Sosyal medyada paylaşılan kesitlerde iki liderin mimikleri ve oturuş düzeni mercek altına alınırken, yorumların bir kısmında bu tutumun “protokol içinde sessiz bir itiraz” niteliği taşıdığı savunuldu. Bazı kullanıcılar, Kıbrıs meselesi ve Doğu Akdeniz’deki gerilim başlıkları nedeniyle bu davranışın “beklenen bir refleks” olduğunu ileri sürdü. Karşıt görüşteki yorumlarda ise zirve atmosferinde sembolik jestlerin abartılmaması gerektiği, asıl fotoğrafın masadaki diyalog ve metinlerde aranması gerektiği vurgulandı.
Uluslararası zirvelerde liderlerin konuşmalarına verilen tepkiler—alkış, ayağa kalkma, baş selamı ya da nötr kalış—çoğu zaman mesaj taşıyan sembolik işaretler olarak okunuyor. Bu bağlamda Hristodulidis–Miçotakis ikilisinin “alkışsızlığı”, kendi kamuoylarına ve bölgesel dengeye dönük bir protokol jesti olarak değerlendirildi. Ne var ki bu tür sembolik anlar, resmi tutum değişikliklerini tek başına göstermeye yetmiyor; nihai tablo, toplantı tutanakları, ikili görüşme içerikleri ve ortak bildirilerle netleşiyor.
MASADA BARIŞ VE GÜVENLİK BAŞLIKLARI
Şarm el-Şeyh’te liderlerin odaklandığı başlıklar arasında bölgesel ateşkes mimarisi, insani yardımların sürekliliği, güven artırıcı önlemler ve sınır güvenliği gibi dosyalar öne çıktı. Törene eşlik eden açıklamalar, “kalıcı düzenleme” ve “izleme-denetim mekanizmaları” gibi teknik ayrıntıların ilerleyen oturumlarda somutlaşacağına işaret etti.

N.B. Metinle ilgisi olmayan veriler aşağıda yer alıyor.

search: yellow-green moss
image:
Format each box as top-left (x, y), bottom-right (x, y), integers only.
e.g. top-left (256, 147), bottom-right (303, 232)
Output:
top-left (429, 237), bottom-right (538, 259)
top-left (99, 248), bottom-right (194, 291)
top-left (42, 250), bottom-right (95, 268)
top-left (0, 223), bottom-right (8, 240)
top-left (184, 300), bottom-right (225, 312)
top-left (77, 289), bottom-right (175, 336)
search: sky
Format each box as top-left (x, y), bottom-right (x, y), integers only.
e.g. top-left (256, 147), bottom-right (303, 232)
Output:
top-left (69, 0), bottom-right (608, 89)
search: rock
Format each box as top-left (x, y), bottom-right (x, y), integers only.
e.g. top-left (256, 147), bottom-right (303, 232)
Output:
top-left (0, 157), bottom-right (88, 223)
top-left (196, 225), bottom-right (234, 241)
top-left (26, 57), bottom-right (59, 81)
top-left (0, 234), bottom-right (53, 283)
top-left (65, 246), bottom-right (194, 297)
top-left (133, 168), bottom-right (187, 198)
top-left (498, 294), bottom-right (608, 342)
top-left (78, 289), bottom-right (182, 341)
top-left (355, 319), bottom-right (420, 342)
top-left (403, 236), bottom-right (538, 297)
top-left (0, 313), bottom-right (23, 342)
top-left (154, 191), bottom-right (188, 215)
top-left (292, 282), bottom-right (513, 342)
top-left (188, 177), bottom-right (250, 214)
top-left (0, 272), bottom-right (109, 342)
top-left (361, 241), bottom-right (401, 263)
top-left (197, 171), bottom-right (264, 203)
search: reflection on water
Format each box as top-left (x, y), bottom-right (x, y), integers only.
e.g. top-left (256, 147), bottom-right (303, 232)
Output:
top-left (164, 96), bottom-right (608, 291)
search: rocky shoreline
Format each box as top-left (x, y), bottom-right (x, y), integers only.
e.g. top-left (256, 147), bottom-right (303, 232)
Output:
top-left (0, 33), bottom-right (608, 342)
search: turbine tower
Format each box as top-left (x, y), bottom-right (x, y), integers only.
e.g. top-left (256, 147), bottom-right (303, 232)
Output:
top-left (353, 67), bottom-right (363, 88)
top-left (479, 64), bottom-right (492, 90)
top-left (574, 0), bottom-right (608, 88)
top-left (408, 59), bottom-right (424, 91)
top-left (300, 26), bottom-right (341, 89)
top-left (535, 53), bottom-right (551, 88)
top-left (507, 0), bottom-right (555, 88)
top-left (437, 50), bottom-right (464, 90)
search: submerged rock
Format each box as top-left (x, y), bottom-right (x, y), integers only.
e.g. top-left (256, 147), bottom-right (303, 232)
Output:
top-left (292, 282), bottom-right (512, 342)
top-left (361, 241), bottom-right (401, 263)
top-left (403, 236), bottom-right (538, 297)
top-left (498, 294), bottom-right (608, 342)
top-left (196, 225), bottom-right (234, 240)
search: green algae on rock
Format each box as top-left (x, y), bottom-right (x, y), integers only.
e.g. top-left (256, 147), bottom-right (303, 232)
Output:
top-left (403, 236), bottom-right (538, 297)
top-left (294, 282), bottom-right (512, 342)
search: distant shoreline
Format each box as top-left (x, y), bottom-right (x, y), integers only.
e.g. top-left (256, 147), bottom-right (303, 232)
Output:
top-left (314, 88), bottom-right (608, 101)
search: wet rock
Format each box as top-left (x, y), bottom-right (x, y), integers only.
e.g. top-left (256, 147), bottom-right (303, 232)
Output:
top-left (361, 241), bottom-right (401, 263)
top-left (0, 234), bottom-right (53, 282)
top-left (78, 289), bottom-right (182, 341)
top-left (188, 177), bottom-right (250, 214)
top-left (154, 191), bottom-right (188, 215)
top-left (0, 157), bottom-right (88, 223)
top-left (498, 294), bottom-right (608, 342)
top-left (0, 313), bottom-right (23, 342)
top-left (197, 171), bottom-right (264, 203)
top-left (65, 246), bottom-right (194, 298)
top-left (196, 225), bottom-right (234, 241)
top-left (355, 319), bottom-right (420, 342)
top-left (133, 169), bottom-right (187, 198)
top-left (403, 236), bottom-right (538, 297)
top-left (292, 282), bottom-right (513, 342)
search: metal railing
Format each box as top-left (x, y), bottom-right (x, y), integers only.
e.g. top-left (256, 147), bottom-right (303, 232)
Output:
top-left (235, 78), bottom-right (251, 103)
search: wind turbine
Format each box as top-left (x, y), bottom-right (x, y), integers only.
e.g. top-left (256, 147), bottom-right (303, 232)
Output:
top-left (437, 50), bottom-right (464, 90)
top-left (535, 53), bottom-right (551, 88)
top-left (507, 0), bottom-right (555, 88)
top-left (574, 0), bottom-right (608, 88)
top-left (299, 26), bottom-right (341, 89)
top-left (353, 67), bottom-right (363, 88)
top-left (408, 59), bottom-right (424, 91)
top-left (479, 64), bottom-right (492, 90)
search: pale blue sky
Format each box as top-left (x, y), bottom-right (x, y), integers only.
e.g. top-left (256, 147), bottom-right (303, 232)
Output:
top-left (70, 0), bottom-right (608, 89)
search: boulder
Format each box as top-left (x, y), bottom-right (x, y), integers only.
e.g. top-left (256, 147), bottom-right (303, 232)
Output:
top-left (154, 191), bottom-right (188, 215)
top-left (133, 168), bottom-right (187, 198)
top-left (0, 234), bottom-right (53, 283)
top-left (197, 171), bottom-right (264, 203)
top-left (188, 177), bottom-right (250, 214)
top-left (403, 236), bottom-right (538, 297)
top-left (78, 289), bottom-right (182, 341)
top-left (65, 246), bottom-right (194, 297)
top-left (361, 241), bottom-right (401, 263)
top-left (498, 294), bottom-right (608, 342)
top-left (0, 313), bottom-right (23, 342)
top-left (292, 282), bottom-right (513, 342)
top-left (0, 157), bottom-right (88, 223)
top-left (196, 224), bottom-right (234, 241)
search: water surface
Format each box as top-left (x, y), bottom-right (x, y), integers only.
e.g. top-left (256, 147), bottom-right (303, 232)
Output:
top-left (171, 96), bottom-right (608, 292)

Trump’ın Erdoğan’a yönelttiği teşekkür, özellikle güvenlik ve ara buluculuk kanallarında Ankara’nın rolüne vurgu olarak okundu.
ANKARA–ATİNA–LEFKOŞA HATTINDA YANSIMALAR
Görüntülerin Türkiye, Yunanistan ve Kıbrıs Rum kesimindeki kamuoylarına yansıması farklı oldu. Türk kamuoyunda Trump’ın övgüleri “diplomatik kredi” şeklinde yorumlanırken, Yunan ve Rum medyasında alkışsızlık “mesaj” başlığıyla öne çıkarıldı. Bölge uzmanlarına göre bu tür sembolik detaylar, kısa vadede iç siyasette destek devşirme işlevi görse de, orta vadede belirleyici olan; sahadaki iş birliği, kriz yönetimi kanalları ve teknik müzakere başlıklarında alınacak somut sonuçlar olacak.
Zirveden yansıyan alkış ve sessizlik anları, diplomasi sahnesinin görünür yüzü. Ancak gerçek politika; enerji güvenliği, göç yönetimi, ticaret akışları ve savunma diplomasisi gibi dosyalarda ölçülebilir ilerleme gerektiriyor. Bu nedenle, bugünün “alkışsızlık” tartışması, yarının müzakere masalarında nasıl bir denge kurulacağına dair yalnızca küçük bir ipucu sunuyor.